I’m glad you included JdN. I went to Nica twice last year and I’m amazed how great the tobacco is from Nicaragua. The infrastructure is somewhat of a mess, which is why many great Nica sticks get rolled just North of the border in Honduras. 

Another amazing beginner-seasoned cigar from Nica is Don Dion Giulotto’s Illusione marque and the Rothschild in Maduro or Connecticut wrapper are very nice. 

In fact as I’m a nature cigar smoker, I pretty much stick to Illusione, RoMa Craft as well as a few different Caldwell cigars for the Non Cubans. Occasionally I will smoke Padron 1964 Annie Torpedoes, and some Hemingway Fuentes, but I am glad you put in JdN. A great cigar. Many great cigars coming from Nica these days, but more in small batch to get the better quality. 

There’s nothing wrong with trying a Partagas PSD4 as well to see if one likes more full bodied cigars as well. I personally have been disappointed by the HdM Epicure No.2, but that may be to do with trying them later in my cigar adventures rather than sooner. I would take almost any Parti, or Boli over that Epicure. 

Still for the newer cigar smoker these are great suggestions. 

In the Illusione line up I think Epernay is tops with many others vying for second spot. 

Congrats on the posting. I think it’s a great place to start. 


Sent from my iPhone using Tapatalk


----------



## Bird-Dog (Oct 16, 2009)

Another great video @*Pandyboy*.

However, with 3 of the 5 being Cuban cigars I did feel it prudent to move it to our "Habanos" section for the purposes of this US-centric forum.

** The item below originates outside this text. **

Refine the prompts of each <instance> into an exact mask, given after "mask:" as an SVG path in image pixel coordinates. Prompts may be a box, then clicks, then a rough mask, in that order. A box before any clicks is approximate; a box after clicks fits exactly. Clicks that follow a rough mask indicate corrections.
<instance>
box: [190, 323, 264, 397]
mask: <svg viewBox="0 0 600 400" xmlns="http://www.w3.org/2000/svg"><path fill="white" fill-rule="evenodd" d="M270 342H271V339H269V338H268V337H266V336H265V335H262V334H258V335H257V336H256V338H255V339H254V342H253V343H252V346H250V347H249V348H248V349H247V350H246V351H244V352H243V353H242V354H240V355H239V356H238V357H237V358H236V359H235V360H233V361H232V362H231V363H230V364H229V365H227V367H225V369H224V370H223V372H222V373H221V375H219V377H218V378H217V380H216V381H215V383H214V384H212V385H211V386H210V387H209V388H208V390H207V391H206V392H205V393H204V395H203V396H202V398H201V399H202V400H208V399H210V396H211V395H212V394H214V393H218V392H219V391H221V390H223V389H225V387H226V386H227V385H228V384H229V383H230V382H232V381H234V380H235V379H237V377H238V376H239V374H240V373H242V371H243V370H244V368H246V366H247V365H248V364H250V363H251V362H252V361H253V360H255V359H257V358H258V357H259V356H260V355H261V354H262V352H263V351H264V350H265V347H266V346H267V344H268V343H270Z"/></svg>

Newer members will still be able to view the thread and the video, though they may not be able to post comments until reaching certain prescribed levels of participation necessary to unlock full access to the Habanos area. Sorry!

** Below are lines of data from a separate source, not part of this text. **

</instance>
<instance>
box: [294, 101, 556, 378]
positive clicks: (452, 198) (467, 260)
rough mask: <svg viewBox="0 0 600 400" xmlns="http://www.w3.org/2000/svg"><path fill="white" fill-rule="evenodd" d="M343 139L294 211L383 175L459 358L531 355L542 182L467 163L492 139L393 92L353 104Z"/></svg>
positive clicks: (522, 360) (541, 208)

BTW, while I agree whole-heartedly with your selections, I'm also a big proponent of "cheep & cheerfuls". Generally it's with those of us in mind who smoke several cigars a day and need to stay within a reasonable budget to do so, but they can also be a great way for newer smokers to experience their first forays into Cubans without feeling they are spending inordinate amounts on cigars they might not think they're ready to fully appreciate. A couple in particular that I'd recommend as "easy entries" are the Romeo y Julieta Regalias de Londres and Partagas Mille Fleurs. And a small step up from there in price gets you into a Hoyo de Monterrey Coronations or San Cristobal de la Habana El Principe, both of which I find outstanding for Noobs and veteran smokers alike.


----------



## Pandyboy (Mar 7, 2012)

Champagne InHand said:


> Nice video. I would have noted that the AF Cameroon wrapped Short Story, like most Cameroon wrapped cigars need box aging to make them the most enjoyable. Cameroon wrapped sticks can be disappointing when young.
> 
> I do think you were spot on with the others save the ERDM. I would have substituted the H.Upmann Half Corona. I still find it to be one of the best Cuban cigars with massive value. It probably should be your first Cuban box purchase, though I do really like the Montecristo No.4. I do like Montecristo, when they don't have a bunch of bad sticks per box.
> 
> ...


I guess like any list it's subjective to the person making it. There are plenty of cigars I could have added but when you make a top 5 some get left out. Plus I only put cigars in that I'd smoked. Thanks for watching my friend.

Sent from my SM-G930F using Tapatalk


----------



## TonyBrooklyn (Jan 28, 2010)

Pandyboy said:


> There are loads of these videos around but I couldn't see many from the UK so here are my top 5 cigars for new cigar smokers. Please change if posted in the wrong forum. Cheers.
> 
> 
> 
> ...


Always enjoy your videos thanks for taking the time.:vs_cool:


----------